O Perfume da Senhora de Negro
Original:Il Profumo Della Signora in Nero
Ano:1974•País:Itália Direção:Francesco Barilli Roteiro:Francesco Barilli, Massimo D’Avak Produção:Giovanni Bertolucci Elenco:Mimsy Farmer, Maurizio Bonuglia, Mario Scaccia, Jho Jhenkins, Nike Arrighi, Lara Wendel, Aleka Paizi, Renata Zamengo, Ugo Carboni, Roberta Cadringher, Sergio Forcina, Gabriele Bentivoglio, Luigi Antonio Guerra, Carla Mancini. |
(o texto abaixo contém alguns SPOILERS)
Silvia (interpretada pela atriz americana Mimsy Farmer, de Contagem de Cadáveres, 1986) é uma jovem encantadora, leva uma vida estável e bem sucedida. Cientista em uma indústria de perfumes, sem motivo aparente, começa a ser atormentada por macabras aparições relacionadas ao suicídio de sua mãe. A situação progressivamente se agrava, ameaçando seu emprego, suas relações pessoais e até mesmo sua sanidade mental.
Posso adiantar ao leitor, O Perfume da Senhora de Negro não é um filme para todos. E antes que torçam o nariz, não me refiro a algum tipo de inteligência diferenciada necessária para vê-lo, mas sim pelo fato que o longa italiano é uma obra incomum, estranha e propositalmente confusa. Ainda que espalhe pistas para sua interpretação, o enredo é aberto para a construção de seu entendimento. E nem todo público aprecia produções neste formato. Entretanto, se você é daqueles que curte este tipo de quebra-cabeças, sim, este filme é para você.
O longa é um giallo um pouco atípico dirigido em 1974 por Francesco Barilli (de Pensione Paura, 1978). Em tempos, a palavra italiana giallo significa “amarelo”, que é uma referência a cor das capas dos famosos romances policiais baratos publicados desde a década de 20 na Itália. Nestes livros, era recorrente o enredo em que um misterioso assassino mascarado matava em série e tinha a identidade revelada somente nas últimas páginas. Algumas décadas depois, o próprio cinema italiano começou não apenas a explorar o conceito, mas também a expandi-lo, inserindo camadas psicológicas e sobrenaturais mais complexas à trama. É nesta expansão do gênero que se encaixa o incomum e vibrante O Perfume da Senhora de Negro.
Todo o estranhamento desta produção está nos excessos: na incômoda mistura de cores, que aparentemente não combinam (nada daquelas paletas sem vida das produções atuais); na trilha sonora de Nicola Piovani (vale lembrar que o compositor ganharia um Oscar no futuro, por A Vida é Bela), sempre incisiva e imponente; nos personagens esquisitos e na suposta desorganização do roteiro (que reproduz a desordem mental da protagonista) escrito por Barilli e Massimo D’Avak (que já haviam escrito juntos, dois anos antes, Mundo Canibal, outra obra italiana do gênero horror dirigida por Umberto Lenzi, em 1972).

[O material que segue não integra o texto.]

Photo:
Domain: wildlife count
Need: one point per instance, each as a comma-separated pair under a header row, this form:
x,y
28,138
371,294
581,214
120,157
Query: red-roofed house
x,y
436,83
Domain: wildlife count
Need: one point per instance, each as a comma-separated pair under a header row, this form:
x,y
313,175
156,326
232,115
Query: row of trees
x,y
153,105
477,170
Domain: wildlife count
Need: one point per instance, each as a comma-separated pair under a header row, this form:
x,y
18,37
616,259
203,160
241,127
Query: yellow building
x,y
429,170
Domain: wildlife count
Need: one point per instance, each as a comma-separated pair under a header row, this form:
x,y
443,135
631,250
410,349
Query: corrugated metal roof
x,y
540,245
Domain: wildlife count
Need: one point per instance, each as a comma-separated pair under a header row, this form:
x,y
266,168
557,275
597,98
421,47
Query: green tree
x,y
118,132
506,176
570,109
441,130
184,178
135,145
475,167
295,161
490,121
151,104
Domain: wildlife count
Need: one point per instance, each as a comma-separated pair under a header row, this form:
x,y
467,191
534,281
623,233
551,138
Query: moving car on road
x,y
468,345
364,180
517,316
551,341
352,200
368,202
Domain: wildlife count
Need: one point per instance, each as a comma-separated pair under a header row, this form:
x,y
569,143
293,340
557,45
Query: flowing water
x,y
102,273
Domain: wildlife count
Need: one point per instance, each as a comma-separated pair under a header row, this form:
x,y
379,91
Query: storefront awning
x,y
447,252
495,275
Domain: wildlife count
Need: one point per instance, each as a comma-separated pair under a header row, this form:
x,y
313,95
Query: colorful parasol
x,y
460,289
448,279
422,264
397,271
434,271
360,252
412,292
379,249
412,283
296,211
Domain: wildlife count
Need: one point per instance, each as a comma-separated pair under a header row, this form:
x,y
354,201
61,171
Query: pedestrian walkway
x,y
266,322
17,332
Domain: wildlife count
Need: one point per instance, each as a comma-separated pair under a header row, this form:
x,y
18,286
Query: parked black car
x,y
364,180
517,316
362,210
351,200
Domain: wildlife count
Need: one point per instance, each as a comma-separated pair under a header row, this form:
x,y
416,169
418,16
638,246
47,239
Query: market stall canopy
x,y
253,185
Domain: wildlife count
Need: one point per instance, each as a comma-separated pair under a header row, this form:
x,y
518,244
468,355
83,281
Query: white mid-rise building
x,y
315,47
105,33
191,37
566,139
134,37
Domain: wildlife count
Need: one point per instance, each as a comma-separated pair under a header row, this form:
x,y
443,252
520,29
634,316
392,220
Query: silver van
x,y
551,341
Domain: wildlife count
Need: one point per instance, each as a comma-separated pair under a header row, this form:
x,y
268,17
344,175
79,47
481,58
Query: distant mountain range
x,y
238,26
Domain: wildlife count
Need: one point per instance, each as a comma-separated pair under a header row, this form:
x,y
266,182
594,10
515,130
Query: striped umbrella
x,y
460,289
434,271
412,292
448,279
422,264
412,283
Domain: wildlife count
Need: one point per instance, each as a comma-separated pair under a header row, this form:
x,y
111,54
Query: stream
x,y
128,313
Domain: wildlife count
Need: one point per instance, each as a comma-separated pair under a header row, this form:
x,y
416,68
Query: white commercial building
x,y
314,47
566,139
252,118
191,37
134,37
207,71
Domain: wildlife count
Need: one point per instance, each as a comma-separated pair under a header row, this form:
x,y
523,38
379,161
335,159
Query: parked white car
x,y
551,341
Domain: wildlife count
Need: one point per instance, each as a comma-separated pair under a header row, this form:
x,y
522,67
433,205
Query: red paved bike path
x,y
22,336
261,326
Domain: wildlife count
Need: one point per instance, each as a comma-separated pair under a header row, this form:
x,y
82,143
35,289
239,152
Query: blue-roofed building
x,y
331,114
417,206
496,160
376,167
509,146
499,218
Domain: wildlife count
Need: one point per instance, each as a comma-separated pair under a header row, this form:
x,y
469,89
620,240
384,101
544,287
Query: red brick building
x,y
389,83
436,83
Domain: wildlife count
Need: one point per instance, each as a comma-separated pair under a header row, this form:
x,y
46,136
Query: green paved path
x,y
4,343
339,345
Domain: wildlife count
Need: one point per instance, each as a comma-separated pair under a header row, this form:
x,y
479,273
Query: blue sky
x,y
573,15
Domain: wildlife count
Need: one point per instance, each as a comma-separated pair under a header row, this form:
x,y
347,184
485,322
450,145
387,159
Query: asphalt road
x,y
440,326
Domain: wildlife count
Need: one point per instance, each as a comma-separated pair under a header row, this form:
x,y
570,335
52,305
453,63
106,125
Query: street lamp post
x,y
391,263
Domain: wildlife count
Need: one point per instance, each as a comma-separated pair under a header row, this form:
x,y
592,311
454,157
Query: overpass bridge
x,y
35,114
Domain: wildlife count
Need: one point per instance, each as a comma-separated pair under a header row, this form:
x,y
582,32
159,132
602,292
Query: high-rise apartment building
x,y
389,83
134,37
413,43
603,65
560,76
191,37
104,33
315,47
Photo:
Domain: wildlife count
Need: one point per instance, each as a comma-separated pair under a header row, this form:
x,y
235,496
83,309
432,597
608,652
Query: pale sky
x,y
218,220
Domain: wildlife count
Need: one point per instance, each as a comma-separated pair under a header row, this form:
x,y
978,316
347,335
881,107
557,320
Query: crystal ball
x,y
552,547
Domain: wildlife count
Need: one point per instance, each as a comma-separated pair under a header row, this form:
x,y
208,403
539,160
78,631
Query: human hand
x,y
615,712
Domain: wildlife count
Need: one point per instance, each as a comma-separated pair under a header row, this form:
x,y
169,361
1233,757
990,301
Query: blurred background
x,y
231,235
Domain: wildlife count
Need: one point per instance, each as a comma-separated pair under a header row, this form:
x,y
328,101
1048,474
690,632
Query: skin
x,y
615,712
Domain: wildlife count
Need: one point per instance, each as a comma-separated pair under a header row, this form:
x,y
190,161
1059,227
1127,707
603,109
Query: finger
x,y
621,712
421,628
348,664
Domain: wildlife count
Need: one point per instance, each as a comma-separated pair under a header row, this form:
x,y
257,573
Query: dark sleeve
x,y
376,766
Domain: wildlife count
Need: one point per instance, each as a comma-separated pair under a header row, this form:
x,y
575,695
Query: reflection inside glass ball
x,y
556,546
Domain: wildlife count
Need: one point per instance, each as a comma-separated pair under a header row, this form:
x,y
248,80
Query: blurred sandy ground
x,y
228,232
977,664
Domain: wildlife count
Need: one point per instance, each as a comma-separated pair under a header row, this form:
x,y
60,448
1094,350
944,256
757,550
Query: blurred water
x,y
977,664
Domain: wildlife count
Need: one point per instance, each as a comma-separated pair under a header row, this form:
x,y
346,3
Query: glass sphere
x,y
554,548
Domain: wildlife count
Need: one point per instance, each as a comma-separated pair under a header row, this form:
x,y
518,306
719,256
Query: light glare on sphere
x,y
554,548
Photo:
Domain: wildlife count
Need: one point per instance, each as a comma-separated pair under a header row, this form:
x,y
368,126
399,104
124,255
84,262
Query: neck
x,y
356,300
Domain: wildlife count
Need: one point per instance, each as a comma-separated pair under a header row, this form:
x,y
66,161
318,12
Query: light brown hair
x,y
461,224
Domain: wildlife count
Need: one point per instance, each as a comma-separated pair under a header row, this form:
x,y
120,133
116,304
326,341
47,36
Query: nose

É notável que neste caos, a confusão do enredo seja habilmente potencializada pela desorientação sinestésica causada pela fotografia e pela trilha sonora.
Outro ponto bastante positivo para os fãs de horror é o ato final inesperado e alucinante, que culmina em uma cena com muito, muito gore – destoando do restante da produção onde o derramamento de sangue ocorre, mas de maneira bem mais comedida.
Sem exagerar nos spoilers ou induzir o leitor a qualquer interpretação involuntária do enredo, é impossível não destacar a influência de outros cineastas italianos como Mario Bava e Dario Argento, que definiram alguns anos antes os padrões do giallo no cinema, com obras significativas como Quatro Moscas Sobre Veludo Cinza (1971) e Seis Mulheres Para o Assassino (1964). Outra grande referência é o terror psicológico de Roman Polanski, em especial o clássico incontestável O Bebê de Rosemary (1968).
Enfim, O Perfume da Senhora de Negro é um giallo exuberante que, apesar de menos conhecido, explora oportunamente os efeitos causados pela ambiguidade do roteiro. O longa merece mais do que ser assistido, merece ser experimentado. Para os interessados, o filme – que esteve disponível por um bom tempo no catálogo brasileiro do Amazon Prime e foi removido recentemente – pode ser encontrado em DVD (sim, eles ainda existem) no box Giallo Volume 4, lançado pela Versátil em 2017.